Well, we decided to put in a mail order for one of these babies the minute they were launched (they go for about $120 on eBay), and here’s our review:

Big things come in small packages, or so they say.
What’s more, it’s good, clean fun for Ages 14+!

First thing you see when you open the package is this nifty little instruction sheet.

And here’s what’s inside – your ears, the headband, and a healthy number of other gizmos to get you nyanning.

And there’s only minimal assembly required! XD

Necomimi come ready to play right out the box, though some minor assembly’s required. It’s fairly intuitive process however, and all you really need to do is to pop in four AAA sized batteries, slip on the cat ear shaped sleeves, and strap it to your head to get started.

How it works is that it reads your brainwaves (you’ll need to make sure the ear clip’s fitted to your left earlobe and the main sensor’s placed above your brow for it to function properly), and the ears either move up, or down, depending on your mood.

If you’re relaxed, the ears will droop down, and if you’re thinking about something, the ears will perk up. If you’re in a state of high interest or concentrating intensely, the ears will also start wiggling to boot.

It takes awhile to get the necomimi calibrated (it took only a couple minutes on Crimson, but we didn’t get a reading from Angelus or our pack Elk till some 10-15 minutes later).

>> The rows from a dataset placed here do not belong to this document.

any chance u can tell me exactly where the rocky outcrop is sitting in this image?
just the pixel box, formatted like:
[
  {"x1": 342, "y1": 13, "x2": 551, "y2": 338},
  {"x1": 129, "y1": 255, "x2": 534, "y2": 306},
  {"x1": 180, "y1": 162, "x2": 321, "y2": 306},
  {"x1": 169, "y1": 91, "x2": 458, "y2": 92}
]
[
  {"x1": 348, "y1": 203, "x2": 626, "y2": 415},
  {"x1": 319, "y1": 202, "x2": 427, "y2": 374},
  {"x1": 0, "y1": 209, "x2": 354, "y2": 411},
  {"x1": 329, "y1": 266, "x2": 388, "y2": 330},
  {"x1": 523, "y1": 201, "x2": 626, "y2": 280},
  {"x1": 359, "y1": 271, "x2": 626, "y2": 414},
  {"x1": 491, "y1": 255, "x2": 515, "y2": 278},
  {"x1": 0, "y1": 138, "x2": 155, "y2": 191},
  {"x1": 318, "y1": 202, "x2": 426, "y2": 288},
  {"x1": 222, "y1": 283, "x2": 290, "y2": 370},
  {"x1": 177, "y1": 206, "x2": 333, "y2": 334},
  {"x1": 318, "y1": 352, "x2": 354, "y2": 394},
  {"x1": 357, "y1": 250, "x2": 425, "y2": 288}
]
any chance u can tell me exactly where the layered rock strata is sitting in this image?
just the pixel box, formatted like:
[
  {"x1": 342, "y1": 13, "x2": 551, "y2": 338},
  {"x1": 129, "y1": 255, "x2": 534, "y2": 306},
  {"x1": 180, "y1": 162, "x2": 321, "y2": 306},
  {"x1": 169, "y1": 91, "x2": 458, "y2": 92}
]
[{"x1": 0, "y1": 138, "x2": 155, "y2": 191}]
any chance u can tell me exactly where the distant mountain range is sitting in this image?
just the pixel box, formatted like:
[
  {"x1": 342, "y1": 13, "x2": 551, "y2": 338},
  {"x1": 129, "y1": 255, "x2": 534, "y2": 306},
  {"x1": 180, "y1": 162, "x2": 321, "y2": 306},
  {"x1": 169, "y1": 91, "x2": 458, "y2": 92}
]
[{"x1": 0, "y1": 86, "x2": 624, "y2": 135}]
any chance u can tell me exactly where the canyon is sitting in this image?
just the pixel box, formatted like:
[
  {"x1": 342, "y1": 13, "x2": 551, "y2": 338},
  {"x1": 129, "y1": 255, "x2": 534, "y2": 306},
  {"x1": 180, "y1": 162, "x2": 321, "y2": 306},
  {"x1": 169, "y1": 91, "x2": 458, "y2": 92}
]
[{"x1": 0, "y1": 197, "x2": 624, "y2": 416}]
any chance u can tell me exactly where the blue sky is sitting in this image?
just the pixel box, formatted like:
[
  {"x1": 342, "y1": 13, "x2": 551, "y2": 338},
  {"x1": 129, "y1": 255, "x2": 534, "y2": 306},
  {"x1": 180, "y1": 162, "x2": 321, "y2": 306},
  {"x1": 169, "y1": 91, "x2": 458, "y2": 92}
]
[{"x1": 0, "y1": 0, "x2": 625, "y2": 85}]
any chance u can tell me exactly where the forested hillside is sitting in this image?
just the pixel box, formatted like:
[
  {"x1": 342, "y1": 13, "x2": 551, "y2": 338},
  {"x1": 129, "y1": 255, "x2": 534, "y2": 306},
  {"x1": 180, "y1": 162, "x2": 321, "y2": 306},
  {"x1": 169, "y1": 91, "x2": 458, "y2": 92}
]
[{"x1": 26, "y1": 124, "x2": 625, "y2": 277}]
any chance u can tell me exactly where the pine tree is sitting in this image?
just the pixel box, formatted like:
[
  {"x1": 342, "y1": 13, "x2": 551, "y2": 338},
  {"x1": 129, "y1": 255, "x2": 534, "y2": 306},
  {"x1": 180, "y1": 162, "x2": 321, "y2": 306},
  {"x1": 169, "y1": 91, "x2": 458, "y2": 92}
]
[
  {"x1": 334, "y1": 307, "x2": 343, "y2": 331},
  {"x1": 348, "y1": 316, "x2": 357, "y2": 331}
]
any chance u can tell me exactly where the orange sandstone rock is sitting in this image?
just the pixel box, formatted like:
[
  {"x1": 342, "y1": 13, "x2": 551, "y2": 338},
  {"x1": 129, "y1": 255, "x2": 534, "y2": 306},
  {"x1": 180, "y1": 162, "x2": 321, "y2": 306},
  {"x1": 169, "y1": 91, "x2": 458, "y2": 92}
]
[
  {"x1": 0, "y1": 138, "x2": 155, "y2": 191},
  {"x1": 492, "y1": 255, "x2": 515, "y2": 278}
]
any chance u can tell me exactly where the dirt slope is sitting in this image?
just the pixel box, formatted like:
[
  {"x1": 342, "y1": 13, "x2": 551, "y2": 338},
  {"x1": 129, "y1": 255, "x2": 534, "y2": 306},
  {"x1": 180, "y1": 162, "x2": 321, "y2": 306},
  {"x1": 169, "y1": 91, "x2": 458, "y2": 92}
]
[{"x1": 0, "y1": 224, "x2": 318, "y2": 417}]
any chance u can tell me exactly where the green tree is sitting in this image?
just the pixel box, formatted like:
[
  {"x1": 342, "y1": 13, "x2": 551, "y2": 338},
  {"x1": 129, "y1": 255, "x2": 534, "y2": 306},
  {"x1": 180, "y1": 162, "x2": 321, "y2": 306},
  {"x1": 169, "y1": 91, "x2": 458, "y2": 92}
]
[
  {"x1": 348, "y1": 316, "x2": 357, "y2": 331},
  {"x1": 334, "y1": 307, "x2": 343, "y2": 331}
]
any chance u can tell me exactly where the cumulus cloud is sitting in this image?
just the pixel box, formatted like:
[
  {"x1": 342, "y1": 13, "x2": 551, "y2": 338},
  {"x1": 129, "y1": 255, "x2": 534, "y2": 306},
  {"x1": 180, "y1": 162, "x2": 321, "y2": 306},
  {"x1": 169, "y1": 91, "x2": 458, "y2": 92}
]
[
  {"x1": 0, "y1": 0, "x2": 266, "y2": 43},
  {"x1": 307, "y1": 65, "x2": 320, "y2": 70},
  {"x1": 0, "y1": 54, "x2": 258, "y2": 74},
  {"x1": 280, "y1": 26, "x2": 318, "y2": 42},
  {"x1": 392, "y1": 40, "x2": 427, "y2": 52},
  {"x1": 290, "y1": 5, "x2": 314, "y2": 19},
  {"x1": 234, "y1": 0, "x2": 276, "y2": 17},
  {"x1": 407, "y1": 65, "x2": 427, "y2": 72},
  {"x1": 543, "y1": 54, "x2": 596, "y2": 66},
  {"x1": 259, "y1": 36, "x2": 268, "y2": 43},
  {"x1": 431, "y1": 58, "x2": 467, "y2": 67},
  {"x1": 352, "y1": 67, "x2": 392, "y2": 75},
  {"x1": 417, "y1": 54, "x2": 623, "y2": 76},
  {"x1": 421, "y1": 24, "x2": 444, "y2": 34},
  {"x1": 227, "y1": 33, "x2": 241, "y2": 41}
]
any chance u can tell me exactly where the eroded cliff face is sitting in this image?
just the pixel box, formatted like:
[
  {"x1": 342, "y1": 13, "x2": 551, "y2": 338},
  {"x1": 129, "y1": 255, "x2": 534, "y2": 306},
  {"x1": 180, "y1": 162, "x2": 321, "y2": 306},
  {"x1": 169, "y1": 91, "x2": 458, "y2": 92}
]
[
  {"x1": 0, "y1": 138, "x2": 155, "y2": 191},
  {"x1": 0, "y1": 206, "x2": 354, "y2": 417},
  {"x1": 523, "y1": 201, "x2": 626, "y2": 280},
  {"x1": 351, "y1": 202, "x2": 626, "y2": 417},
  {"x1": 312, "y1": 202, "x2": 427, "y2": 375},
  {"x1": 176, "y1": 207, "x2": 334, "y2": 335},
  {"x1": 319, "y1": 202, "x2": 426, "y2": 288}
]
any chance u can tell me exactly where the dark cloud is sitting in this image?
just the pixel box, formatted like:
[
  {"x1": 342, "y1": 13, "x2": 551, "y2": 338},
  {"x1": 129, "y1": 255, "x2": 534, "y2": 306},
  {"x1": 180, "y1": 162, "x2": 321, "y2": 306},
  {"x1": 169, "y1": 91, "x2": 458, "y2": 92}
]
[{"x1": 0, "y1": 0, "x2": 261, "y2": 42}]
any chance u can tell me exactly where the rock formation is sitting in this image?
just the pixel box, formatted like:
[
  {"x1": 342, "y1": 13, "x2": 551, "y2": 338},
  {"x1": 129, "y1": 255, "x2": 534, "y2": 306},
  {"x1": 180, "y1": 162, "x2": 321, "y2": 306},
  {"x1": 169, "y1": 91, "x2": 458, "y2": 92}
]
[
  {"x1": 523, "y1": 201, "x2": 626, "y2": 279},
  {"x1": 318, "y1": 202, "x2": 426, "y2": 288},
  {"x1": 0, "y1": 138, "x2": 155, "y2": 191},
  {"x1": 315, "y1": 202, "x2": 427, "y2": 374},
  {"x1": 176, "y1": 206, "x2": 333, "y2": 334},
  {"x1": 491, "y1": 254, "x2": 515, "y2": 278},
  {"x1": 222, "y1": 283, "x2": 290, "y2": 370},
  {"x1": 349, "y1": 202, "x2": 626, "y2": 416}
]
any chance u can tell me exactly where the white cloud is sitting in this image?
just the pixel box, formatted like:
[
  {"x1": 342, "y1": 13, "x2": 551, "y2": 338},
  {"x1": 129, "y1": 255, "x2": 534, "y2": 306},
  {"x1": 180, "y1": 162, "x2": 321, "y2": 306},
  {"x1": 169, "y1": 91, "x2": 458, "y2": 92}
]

After that’s done, though, it’s time to nyan~!

We played 20 questions while wearing these cat ears, and true enough, they seemed to work like a charm.

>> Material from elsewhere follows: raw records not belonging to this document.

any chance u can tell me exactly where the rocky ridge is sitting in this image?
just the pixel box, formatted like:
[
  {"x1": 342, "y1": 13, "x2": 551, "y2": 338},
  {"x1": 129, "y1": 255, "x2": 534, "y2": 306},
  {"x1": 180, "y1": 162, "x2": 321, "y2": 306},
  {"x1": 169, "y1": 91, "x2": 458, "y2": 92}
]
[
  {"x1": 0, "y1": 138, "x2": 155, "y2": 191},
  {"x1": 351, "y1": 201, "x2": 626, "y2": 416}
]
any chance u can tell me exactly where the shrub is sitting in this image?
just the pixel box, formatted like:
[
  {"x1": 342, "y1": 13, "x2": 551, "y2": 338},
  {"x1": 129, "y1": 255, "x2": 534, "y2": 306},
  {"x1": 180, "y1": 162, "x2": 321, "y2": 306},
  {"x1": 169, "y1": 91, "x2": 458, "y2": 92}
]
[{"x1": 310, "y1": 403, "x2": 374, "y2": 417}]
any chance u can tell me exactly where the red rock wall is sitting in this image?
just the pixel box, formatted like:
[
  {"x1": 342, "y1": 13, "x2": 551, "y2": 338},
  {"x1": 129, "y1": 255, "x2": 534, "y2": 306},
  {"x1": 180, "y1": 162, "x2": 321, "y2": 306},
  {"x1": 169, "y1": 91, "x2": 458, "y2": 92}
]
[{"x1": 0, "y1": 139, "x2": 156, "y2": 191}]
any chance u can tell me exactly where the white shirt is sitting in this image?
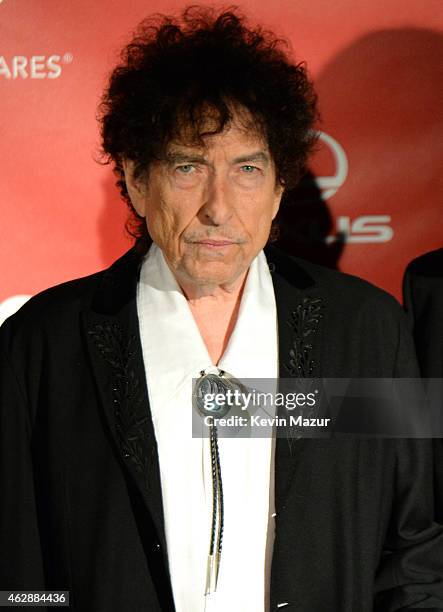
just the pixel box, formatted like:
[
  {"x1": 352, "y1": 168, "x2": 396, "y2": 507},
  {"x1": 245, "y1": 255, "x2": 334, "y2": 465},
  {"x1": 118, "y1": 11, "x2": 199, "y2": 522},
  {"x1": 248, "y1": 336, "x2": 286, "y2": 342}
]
[{"x1": 136, "y1": 243, "x2": 278, "y2": 612}]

The ears were in a state of high interest each time we mentioned food (key words being ramen and yakitori) while Elk was wearing ’em, and it went the same for comic books (especially Gambit) on Angelus and games (MMORPGS) on Crimson.

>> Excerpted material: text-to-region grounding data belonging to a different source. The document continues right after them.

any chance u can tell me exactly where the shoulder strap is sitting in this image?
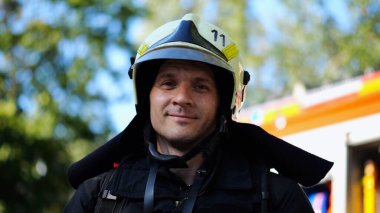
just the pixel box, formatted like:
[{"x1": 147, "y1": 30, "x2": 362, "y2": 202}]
[
  {"x1": 260, "y1": 162, "x2": 269, "y2": 213},
  {"x1": 249, "y1": 159, "x2": 269, "y2": 213},
  {"x1": 94, "y1": 170, "x2": 125, "y2": 213}
]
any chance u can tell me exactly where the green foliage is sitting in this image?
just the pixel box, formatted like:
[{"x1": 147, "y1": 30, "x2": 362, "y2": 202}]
[
  {"x1": 0, "y1": 0, "x2": 140, "y2": 212},
  {"x1": 247, "y1": 0, "x2": 380, "y2": 104}
]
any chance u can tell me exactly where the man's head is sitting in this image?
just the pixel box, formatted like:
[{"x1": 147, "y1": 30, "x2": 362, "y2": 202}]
[
  {"x1": 130, "y1": 13, "x2": 250, "y2": 124},
  {"x1": 150, "y1": 60, "x2": 219, "y2": 152}
]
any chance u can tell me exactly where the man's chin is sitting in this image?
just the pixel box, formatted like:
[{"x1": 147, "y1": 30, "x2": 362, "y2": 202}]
[{"x1": 164, "y1": 136, "x2": 200, "y2": 152}]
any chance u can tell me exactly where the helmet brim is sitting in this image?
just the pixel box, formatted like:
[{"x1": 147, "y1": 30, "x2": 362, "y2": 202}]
[{"x1": 135, "y1": 46, "x2": 232, "y2": 73}]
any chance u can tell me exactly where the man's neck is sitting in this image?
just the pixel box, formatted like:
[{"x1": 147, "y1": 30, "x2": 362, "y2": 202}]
[{"x1": 156, "y1": 139, "x2": 204, "y2": 185}]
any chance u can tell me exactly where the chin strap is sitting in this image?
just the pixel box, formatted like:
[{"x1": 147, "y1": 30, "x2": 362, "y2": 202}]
[
  {"x1": 146, "y1": 132, "x2": 216, "y2": 168},
  {"x1": 142, "y1": 115, "x2": 226, "y2": 213},
  {"x1": 143, "y1": 116, "x2": 225, "y2": 169}
]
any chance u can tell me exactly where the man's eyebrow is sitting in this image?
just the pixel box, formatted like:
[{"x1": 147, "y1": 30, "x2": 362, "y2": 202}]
[
  {"x1": 193, "y1": 77, "x2": 215, "y2": 85},
  {"x1": 155, "y1": 71, "x2": 176, "y2": 79},
  {"x1": 194, "y1": 77, "x2": 212, "y2": 82}
]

We’ll definitely be wearing these ears to conventions a lot more often, especially with customization options and different ear designs from neurowear in the works. We can also imagine this being a real hit with cosplayers, especially those portraying cutesy cat girls or characters from titles like Loveless and Lamento.

Necomimi add a healthy dose of realism to your cosplay for sure, but it’d help if there was a way to mute the sounds made by the motors or a more effective way to streamline the size and shape of the mechanisms.

As it stands, it’s hard to hide the main sensor unless you’ve got really long hair, or are wearing a wig with a long enough fringe (which means these ears won’t work for just any old character), and the battery pack stands out a little too much for our liking.

Of course, that’s not to say you can’t modify the designs on your own (we’re working on steampunking ours up) to suit your look.

All told, it’s a great novelty item and potentially awesome cosplay accessory. If you’re into kitty ear bands, and don’t mind the cost or shipping, you just might wanna check it out.